Kiel is not a proper defendant for either of the federal discrimination claims. “[Tjhere is no individual liability for employees under Title VII.” Smith v. Amedisys Inc., 298 F.3d 434, 448 (5th Cir.2002); see also Ackel v. Nat’l Commc’ns, Inc., 339 F.3d 376, 381 n. 1 (5th Cir.2003). The statute forbids discrimination by an “employer,” a term defined as “a person engaged in an industry affecting commerce who has fifteen or more employees.” 42 U.S.C. §§ 2000e(b), 2000e-2. Professor Kiel was not the employer. This section also references “any agent” of an employer, but that term merely incorporates the principle of respondeat superior liability into Title VII. Amedisys, 298 F.3d at 448. There is caselaw suggesting that it may be proper to name a supervisor as the defendant as the agent of the actual employer. See Grant v. Lone Star Co., 21 F.3d 649, 652 (5th Cir.1994). No individual liability by the agent results, though. Id. at 652-53. The record indicates that Muthuku-mar has brought a separate suit against the University. The amended complaint against Kiel in the present suit seeks to impose individual liability against him. Kiel was an employee of the University and is not a Title VII employer. Thomas v. Choctaw Mgmt./Servs. Enter., 313 F.3d 910, 911 (5th Cir.2002).

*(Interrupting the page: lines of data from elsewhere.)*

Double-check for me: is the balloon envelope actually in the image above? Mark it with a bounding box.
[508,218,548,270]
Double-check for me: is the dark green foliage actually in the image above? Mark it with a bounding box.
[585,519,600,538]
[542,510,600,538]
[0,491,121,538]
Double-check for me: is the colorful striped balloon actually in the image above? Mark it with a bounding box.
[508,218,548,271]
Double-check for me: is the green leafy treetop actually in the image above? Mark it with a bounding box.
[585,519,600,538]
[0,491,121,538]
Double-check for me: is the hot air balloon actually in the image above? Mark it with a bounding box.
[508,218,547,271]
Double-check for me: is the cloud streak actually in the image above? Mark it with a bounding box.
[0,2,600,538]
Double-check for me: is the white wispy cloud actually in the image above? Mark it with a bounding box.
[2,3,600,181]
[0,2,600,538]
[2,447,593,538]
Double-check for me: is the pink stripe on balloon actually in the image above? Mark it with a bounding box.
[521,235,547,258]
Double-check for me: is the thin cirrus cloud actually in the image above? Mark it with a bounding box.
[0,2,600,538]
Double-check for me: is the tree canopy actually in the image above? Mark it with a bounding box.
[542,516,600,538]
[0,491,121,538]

The Title VI claim similarly fails. As the district court recognized, that provision outlaws discrimination “under any program or activity receiving Federal financial assistance.” 42 U.S.C. § 2000d; *159 see generally United States v. Baylor Univ. Med. Ctr., 736 F.2d 1039 (5th Cir.1984). We agree with the Eleventh Circuit that Title VI permits suits only against public or private entities receiving funds and not against individuals such as Kiel. Shotz v. City of Plantation, Fla., 344 F.3d 1161, 1171 (11th Cir.2003).

Finally, the Section 1983 claim requires allegations that state actors deprived a plaintiff of federal rights. Lauderdale v. Tex. Dep’t of Criminal Justice, 512 F.3d 157, 165 (5th Cir.2007). Muthu-kumar has not alleged a violation of any constitutional provision, and the only federal statutory rights he has invoked are Title VI and Title VII. The district court was right to dismiss this claim.

II. State Causes of Action

Texas law sets out a specific scheme for plaintiffs to pursue tort claims against the state and its employees under the Texas Tort Claims Act. See Mission Consol. Indep. Sch. Dist. v. Garcia, 253 S.W.3d 653, 655-56 (Tex.2008).